In his homily delivered at the Jubilee Mass of the Synodal Teams and Participatory Bodies on October 26, Leo made remarks that could be interpreted as relativistic regarding the Catholic Church’s proclamation of the one true faith.
“The supreme rule in the Church is love. No one is called to dominate; all are called to serve,” the Roman Pontiff said. “No one should impose his or her own ideas; we must all listen to one another. No one is excluded; we are all called to participate.”
“No one possesses the whole truth; we must all humbly seek it and seek it together,” he stated.
He later reiterated this point, saying, “Being a synodal Church means recognizing that truth is not possessed, but sought together, allowing ourselves to be guided by a restless heart in love with Love.”
Leo stressed the importance of the Church being “synodal,” a vague term often used by his predecessor, Pope Francis.
“The synodal teams and participatory bodies are an image of this Church that lives in communion,” he noted.

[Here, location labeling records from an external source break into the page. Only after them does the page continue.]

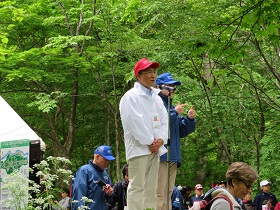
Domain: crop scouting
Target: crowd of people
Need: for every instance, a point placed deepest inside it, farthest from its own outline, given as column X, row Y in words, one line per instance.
column 152, row 128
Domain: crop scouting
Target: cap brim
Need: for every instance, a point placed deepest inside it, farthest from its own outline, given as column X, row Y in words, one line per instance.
column 154, row 65
column 109, row 157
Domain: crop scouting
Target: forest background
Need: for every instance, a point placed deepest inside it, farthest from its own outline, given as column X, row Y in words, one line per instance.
column 64, row 65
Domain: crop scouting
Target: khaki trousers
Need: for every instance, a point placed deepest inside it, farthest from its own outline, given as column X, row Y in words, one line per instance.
column 162, row 185
column 142, row 187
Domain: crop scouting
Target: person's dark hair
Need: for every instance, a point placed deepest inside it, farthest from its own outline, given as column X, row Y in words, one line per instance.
column 222, row 182
column 241, row 171
column 124, row 169
column 65, row 190
column 188, row 188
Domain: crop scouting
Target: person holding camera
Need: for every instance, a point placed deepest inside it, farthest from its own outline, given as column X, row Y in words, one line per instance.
column 265, row 199
column 180, row 127
column 144, row 120
column 93, row 182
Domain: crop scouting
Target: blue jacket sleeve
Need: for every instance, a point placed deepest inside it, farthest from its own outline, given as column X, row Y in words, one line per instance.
column 79, row 188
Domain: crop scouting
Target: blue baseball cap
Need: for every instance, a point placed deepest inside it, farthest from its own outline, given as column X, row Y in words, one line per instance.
column 167, row 78
column 105, row 151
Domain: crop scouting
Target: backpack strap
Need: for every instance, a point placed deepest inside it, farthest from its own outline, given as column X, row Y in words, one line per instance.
column 220, row 196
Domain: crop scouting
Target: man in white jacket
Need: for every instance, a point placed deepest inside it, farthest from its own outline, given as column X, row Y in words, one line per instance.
column 144, row 119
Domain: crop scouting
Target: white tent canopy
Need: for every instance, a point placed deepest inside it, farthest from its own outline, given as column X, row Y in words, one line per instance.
column 13, row 127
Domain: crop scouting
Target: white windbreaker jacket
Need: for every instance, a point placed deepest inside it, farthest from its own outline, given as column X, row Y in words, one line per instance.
column 138, row 109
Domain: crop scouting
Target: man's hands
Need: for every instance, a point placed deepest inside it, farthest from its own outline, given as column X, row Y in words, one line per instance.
column 191, row 113
column 108, row 190
column 154, row 147
column 180, row 108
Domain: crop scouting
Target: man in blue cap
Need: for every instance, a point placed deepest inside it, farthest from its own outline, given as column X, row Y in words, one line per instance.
column 180, row 127
column 89, row 178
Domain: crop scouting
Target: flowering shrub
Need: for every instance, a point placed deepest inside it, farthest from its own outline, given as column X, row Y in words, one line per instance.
column 25, row 194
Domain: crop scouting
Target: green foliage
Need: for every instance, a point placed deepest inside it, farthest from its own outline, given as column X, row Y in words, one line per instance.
column 25, row 194
column 58, row 54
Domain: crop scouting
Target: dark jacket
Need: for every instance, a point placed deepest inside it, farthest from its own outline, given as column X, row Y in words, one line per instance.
column 262, row 198
column 119, row 196
column 85, row 184
column 179, row 127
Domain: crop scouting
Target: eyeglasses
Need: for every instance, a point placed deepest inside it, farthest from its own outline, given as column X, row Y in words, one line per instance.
column 148, row 72
column 248, row 186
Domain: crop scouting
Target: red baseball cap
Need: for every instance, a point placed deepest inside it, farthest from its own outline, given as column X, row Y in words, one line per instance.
column 143, row 64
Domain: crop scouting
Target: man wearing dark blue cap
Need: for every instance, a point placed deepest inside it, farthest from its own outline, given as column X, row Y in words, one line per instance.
column 88, row 179
column 180, row 127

READ: Pope Leo holds service with Charles III, head of church that canceled Catholicism for centuries
He said, “[W]e must dream of and build a more humble Church; a Church that does not stand upright like the Pharisee, triumphant and inflated with pride, but bends down to wash the feet of humanity; a Church that does not judge as the Pharisee does the tax collector, but becomes a welcoming place for all; a Church that does not close in on itself, but remains attentive to God so that it can similarly listen to everyone.”
“Let us commit ourselves to building a Church that is entirely synodal, ministerial and attracted to Christ and therefore committed to serving the world,” he concluded.
While it is true that no created man possesses the fullness of truth, the Catholic Church, as the Mystical Body of Christ guided by the Holy Spirit, has always maintained that it is the guardian of the deposit of faith, which is the truth revealed by God.
Pope Leo’s comments are ambiguous and may be interpreted as relativistic, since he failed to make the distinction between individual members of the Church being fallible in their understanding of truth and the Church, as the Mystical Body of Christ, guarding and proclaiming the one true faith.
Sacred Scripture states that “the Church of the living God” is “the pillar and bulwark of the truth.” (1 Timothy 3:15)
Regarding the Church’s authority to proclaim the truth, the 1992 Catechism of the Catholic Church states: “The Church’s Magisterium exercises the authority it holds from Christ to the fullest extent when it defines dogmas, that is, when it proposes, in a form obliging the Christian people to an irrevocable adherence of faith, truths contained in divine Revelation or also when it proposes, in a definitive way, truths having a necessary connection with these.” (CCC 88)
Regarding the Pope’s comment that “no one is excluded” from the Church, Catholic author and commentator Erick Ybarra responded on X:
“Are Jesus and the Apostles welcome? Do their commands have any value? In particular, about not even eating with Christians who live in outward contradiction to the commands of Christ and/or those who obstinately contradict the dogmas of Tradition? (1 Cor 5:1-13; 2 John 1:10) and treating the impenitent ‘faithful’ as heathen and tax collectors? (Mathew 18)” [sic]
“I think Catholic liberals would vomit at the teaching of Jesus and the Church of the Apostles,” Ybarra continued. “They can barely take a Christianity with any testosterone to begin with. They are more interested in the Church that appeals to the pleasure and honor of man than God.”